ABSTRACT
This paper examines how Chinese politician tactically builds a dream narrative in political speech, namely, the Chinese Dream. By combining the discourse-historical approach, corpus-assisted methods and framing analysis, the study forms a complementary framework to examine the discursive construction of the Chinese Dream in President Xi Jinping’s representative speeches between 2012 and 2022. It identifies four key thematic representations, i.e. NATIONAL REJUVENATION, CPC’S LEGITIMACY, CHINESE PEOPLE’S INTERESTS and WORLD’S INTERESTS and also finds that the strategies of nomination, predication, argumentation and perspectivization are skillfully used and reveals the Chinese-centric narrative frame.
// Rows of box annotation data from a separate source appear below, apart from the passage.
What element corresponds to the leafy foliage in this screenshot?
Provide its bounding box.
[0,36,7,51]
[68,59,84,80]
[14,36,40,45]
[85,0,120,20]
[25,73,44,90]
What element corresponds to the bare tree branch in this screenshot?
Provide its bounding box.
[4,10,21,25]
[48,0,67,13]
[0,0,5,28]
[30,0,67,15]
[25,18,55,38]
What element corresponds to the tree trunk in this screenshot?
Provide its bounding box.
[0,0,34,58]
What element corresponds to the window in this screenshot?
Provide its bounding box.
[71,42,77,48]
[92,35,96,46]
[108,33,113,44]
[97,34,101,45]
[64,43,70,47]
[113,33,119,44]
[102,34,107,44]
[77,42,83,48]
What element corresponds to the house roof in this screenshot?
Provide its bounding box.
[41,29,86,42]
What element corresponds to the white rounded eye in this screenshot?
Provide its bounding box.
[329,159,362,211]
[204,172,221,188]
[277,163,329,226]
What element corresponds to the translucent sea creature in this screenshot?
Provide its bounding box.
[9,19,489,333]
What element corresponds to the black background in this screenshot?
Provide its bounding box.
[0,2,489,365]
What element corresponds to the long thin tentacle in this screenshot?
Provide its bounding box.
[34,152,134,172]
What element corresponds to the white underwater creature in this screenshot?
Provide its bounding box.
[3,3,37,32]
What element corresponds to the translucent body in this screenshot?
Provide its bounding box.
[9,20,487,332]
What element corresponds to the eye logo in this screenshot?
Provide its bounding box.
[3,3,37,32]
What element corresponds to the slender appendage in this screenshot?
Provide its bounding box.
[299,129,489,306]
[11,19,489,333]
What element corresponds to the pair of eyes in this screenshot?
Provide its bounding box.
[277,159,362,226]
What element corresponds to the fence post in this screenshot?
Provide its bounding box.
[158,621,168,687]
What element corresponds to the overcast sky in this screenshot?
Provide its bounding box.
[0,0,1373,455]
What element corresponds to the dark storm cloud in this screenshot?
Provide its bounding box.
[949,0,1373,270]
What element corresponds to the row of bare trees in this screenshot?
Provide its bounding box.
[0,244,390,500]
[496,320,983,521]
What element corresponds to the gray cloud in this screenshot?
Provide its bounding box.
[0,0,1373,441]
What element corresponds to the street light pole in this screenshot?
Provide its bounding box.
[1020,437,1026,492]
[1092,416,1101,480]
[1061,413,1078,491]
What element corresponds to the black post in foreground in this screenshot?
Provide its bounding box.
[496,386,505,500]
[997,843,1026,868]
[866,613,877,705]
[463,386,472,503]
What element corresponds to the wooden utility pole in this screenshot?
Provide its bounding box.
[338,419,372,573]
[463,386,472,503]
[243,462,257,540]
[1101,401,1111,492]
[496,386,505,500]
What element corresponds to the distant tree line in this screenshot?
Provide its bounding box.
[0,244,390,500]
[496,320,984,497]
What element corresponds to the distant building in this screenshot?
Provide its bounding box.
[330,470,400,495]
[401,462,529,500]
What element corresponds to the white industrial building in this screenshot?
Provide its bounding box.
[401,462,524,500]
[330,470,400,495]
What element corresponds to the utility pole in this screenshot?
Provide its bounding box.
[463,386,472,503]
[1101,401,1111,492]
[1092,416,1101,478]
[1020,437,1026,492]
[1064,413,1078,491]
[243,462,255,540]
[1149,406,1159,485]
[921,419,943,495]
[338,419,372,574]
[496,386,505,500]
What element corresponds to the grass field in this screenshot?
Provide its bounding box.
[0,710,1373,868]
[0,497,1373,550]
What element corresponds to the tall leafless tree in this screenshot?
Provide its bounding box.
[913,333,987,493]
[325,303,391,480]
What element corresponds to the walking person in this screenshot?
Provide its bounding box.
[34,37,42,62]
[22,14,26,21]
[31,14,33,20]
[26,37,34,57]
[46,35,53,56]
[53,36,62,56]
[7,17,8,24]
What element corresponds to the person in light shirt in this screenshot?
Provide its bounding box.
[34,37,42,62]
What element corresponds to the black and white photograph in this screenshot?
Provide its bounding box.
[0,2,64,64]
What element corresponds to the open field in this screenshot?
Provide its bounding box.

Beyond that, it further discusses Chineseness in the dream narrative. The paper argues that the Chinese Dream is an artificially discursive construct in a grand narrative used to build an ultimate national consensus and to serve the ideological legitimacy of the ruling class.
Disclosure statement
No potential conflict of interest was reported by the author(s).
Correction Statement
This article was originally published with errors, which have now been corrected in the online version. Please see Correction: http://dx.doi.org/10.1080/02560046.2023.2270317
Notes
1 Zhōngguó Mèng (i.e. the Chinese Dream) has many English translations, like “Chinese Dream”, “China Dream”, or “China’s Dream”. Here, the “Chinese Dream” is used as a formal English translation, because it has been widely used in China’s official documents and accepted by Anglo-American media (Hu and Zhang Citation2019).
2 There are linguistic differences between the English translated version and its Chinese original. Since the English version is translated by Chinese official institutions for global English readers, it is as important as its Chinese original and thus is used as a major research object.